Dec 21, 2019

There are still a lot of misconceptions out about SPV wallets, people make it seem like they are less useful than they are, and this is a shame.

SPV wallets are wallets with “Simplified Payment Verification”. A term that actually shows up in the original Bitcoin whitepaper from Satoshi Nakamoto.

SPV wallets do validate, but they validate less. In non-technical terms the difference is simple:

  • Miners and full-node running businesses validate everything. Each and every transaction on the chain.
  • SPV wallets validate that they are actually looking at the same chain as the miners.

The myth we hear is that this deferred checking is not safe. The idea that if you don’t check 100% of the transactions, somehow people can take your money.

Tl;dr It is incorrect to say that there is trust in the miners. Instead the trust is in the coin itself being secure and the entire ecosystem of the coin being healthy.

What we know is that miners validate each and every transaction. They must because if they create a block that spends money twice, or creates money out of thin air, the result is that the rest of the world will reject their block. And if nobody accepts the block, they can’t cash in their payment they received for making the block.

What naturally follows is that a healthy coin, and its chain, has an ecosystem surrounding it made up of plenty of people and companies. For starters a lot of exchanges and a thousands of miners. Those exchanges will reject any bad transactions in a chain because of purely selfish reasons. They could lose money if they don’t check every single transaction on the chain, like miners do.

Then the SPV wallets will validate that they are following the full chain of their coin of choice. Since they don’t check every transaction they trust that there are enough people, like those exchanges I mentioned above, who do fully check the chain.

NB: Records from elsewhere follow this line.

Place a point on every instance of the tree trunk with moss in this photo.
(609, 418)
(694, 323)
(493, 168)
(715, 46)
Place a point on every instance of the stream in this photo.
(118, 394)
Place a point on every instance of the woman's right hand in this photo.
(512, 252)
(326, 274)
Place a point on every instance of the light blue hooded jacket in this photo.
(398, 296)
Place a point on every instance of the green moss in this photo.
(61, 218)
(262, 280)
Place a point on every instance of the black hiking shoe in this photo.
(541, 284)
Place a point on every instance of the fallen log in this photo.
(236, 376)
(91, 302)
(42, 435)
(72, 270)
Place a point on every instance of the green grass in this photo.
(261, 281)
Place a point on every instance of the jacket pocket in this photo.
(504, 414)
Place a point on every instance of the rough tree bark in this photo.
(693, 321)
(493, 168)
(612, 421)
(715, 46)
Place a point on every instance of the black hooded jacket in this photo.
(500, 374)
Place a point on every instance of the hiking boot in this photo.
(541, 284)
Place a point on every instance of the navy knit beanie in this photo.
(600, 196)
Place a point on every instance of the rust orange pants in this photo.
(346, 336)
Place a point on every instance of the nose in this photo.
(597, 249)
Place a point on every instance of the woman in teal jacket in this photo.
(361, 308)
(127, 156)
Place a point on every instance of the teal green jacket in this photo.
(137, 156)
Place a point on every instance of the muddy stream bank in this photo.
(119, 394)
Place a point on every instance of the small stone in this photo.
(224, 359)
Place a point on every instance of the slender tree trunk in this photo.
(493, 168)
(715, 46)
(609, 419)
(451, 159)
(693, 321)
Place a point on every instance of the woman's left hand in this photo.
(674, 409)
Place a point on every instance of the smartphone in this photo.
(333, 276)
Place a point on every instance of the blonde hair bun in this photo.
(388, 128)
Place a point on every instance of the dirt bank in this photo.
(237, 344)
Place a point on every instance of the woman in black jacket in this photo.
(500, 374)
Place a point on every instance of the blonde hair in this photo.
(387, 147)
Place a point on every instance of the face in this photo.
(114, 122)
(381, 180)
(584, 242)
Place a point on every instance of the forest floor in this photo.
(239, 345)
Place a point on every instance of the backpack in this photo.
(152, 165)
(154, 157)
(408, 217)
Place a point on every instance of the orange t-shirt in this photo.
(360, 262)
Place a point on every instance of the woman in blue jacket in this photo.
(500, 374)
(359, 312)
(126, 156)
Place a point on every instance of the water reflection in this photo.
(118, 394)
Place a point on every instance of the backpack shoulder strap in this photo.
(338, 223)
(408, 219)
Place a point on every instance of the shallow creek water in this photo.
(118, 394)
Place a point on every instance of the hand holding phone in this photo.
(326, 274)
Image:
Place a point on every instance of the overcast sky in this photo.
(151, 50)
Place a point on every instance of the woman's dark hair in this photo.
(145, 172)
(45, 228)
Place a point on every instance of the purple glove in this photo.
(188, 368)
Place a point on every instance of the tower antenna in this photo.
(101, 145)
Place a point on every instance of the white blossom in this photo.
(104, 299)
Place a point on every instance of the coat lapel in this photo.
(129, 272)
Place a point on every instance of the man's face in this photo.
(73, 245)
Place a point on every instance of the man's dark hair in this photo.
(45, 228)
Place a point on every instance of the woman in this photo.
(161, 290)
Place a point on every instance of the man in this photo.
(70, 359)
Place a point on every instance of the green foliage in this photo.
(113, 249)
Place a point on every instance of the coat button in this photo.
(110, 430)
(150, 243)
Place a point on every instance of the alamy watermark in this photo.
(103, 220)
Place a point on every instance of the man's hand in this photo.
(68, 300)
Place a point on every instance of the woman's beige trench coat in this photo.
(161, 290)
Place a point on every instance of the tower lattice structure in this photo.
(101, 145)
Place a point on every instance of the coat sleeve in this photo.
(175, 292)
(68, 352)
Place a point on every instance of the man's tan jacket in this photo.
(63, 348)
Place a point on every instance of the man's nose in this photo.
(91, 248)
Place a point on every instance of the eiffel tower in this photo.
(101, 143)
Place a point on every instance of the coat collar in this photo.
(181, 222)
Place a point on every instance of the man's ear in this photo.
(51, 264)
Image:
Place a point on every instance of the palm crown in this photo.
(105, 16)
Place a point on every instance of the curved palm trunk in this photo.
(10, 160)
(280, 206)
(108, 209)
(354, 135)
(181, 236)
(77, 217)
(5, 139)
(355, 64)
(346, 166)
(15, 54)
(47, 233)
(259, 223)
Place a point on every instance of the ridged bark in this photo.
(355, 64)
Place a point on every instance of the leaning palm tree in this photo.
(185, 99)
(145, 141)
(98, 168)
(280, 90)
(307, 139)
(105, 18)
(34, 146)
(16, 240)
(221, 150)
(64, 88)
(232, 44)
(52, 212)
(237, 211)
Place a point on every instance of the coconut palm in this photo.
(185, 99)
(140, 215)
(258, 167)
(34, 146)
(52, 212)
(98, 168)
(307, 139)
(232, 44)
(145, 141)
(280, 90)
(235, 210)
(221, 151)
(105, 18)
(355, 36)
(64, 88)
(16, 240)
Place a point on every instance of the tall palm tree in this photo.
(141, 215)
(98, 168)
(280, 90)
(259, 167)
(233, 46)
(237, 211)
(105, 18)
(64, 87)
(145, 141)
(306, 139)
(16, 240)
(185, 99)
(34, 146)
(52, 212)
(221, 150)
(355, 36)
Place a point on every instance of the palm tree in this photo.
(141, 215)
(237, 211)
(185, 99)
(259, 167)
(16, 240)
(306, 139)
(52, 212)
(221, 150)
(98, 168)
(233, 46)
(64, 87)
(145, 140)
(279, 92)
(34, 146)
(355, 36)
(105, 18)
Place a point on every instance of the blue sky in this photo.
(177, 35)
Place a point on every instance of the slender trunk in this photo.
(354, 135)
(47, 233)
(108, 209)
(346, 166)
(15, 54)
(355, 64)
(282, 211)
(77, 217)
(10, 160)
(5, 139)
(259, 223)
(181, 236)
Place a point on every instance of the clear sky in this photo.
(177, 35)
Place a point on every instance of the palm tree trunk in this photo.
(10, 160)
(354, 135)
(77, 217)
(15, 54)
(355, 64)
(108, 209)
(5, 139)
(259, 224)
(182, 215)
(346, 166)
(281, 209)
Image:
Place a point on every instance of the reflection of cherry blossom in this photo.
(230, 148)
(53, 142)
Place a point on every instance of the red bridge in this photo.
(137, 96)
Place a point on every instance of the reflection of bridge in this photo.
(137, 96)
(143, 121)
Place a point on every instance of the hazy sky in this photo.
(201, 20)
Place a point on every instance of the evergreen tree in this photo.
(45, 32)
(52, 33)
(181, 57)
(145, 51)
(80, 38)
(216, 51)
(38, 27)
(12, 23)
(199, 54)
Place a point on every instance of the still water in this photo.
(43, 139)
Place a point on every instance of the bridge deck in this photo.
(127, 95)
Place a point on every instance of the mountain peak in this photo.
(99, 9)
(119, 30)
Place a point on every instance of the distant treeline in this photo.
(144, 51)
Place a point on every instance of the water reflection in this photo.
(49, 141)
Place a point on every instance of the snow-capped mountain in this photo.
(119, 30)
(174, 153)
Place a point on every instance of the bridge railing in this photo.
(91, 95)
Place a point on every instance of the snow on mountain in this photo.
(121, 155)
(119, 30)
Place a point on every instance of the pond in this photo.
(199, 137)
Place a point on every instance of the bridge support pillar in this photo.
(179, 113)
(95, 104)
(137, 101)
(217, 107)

The SPV wallets don’t just trust miners, they trust every company observing those miners to have enough selfish reasons to keep the chain healthy and sane. Because the moment one of those 1000s of miners starts to cheat, it is cheaper to eject that one miner from the ecosystem than to just declare all your money in that chain lost due to the value and trust drop that would follow.

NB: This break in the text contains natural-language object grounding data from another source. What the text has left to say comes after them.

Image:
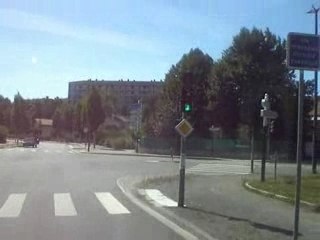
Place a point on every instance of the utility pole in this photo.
(299, 156)
(315, 101)
(182, 170)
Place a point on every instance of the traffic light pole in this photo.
(263, 161)
(315, 106)
(298, 157)
(182, 170)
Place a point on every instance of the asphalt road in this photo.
(56, 192)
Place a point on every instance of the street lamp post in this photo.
(315, 102)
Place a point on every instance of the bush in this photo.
(121, 142)
(3, 134)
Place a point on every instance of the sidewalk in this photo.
(131, 152)
(10, 143)
(220, 206)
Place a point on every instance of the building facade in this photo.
(45, 127)
(128, 92)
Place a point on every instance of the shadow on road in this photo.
(252, 223)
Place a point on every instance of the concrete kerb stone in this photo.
(276, 196)
(178, 225)
(9, 145)
(176, 158)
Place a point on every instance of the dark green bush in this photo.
(3, 134)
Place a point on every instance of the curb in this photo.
(164, 156)
(172, 224)
(10, 145)
(276, 196)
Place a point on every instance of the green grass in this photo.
(285, 186)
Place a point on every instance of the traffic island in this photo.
(284, 189)
(221, 208)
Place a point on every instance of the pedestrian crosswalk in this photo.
(218, 169)
(12, 207)
(63, 203)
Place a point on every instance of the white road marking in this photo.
(219, 169)
(159, 199)
(63, 205)
(111, 204)
(12, 207)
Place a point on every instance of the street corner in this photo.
(159, 205)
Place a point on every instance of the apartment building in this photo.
(128, 91)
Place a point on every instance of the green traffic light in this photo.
(187, 107)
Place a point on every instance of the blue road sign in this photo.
(303, 51)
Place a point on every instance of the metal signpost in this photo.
(267, 115)
(184, 128)
(303, 54)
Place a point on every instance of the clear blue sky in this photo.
(46, 44)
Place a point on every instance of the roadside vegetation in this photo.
(224, 93)
(285, 186)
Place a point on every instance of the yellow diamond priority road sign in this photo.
(184, 128)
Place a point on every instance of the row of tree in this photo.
(227, 92)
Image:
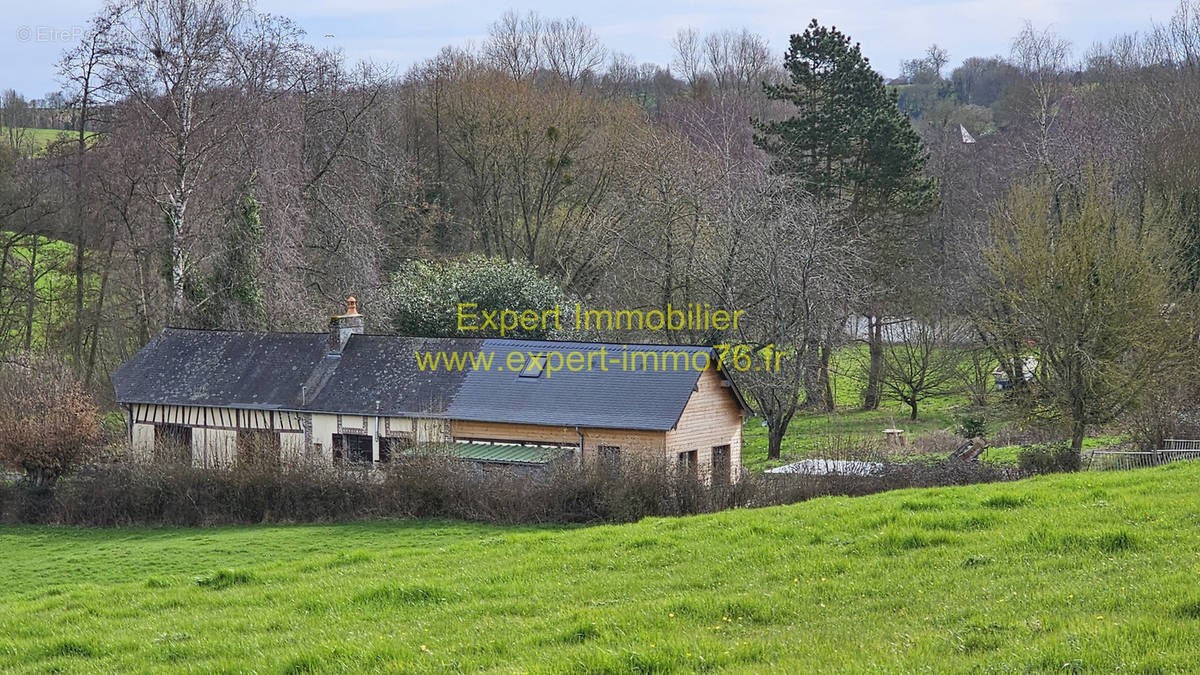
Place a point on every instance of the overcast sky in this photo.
(405, 31)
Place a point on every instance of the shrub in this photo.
(1049, 458)
(972, 425)
(430, 485)
(48, 424)
(936, 442)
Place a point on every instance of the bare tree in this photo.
(88, 91)
(923, 360)
(798, 276)
(571, 49)
(514, 45)
(174, 59)
(1089, 292)
(688, 54)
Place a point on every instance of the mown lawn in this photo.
(1081, 572)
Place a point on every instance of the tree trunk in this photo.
(99, 311)
(875, 369)
(33, 293)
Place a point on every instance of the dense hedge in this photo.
(427, 487)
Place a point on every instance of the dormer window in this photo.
(535, 365)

The world is full of selfish people that would rather tell someone to leave than to lose money by being complicit in their cheating. I would argue that this is the normal state of people and it is what builds societies. Because selfish people together can definitely create a lot of value. Bitcoin was smartly designed to make this the norm. Where it is more socially accepted to reject cheaters than in it is in society as a whole.

An SPV wallet owner, then, trusts in a coin’s ecosystem. Which, frankly, is no different than any other company or person using that coin.

The only difference is one of risk. As we shown above, the risk is not about a single payment being stolen from you, the risk is about the entire chain becoming corrupted and losing value. A situation that is very easy to avoid by running a full node and running your business on it. As exchanges and companies like bitpay do. The only risk for an SPV wallet is when there are not enough people keeping miners in check.

For a chain like Bitcoin Cash this risk is currently laughable. Nobody worries about that. Other chains may have a different risk assessment of using SPV.

But for the Bitcoin Cash chain the myth is clearly busted as the ecosystem is healthy, very wide-spread and growing in numbers.

Conclusion

It is incorrect to say that there is trust in the miners. Instead the trust is in the coin itself being secure and the entire ecosystem of the coin being healthy.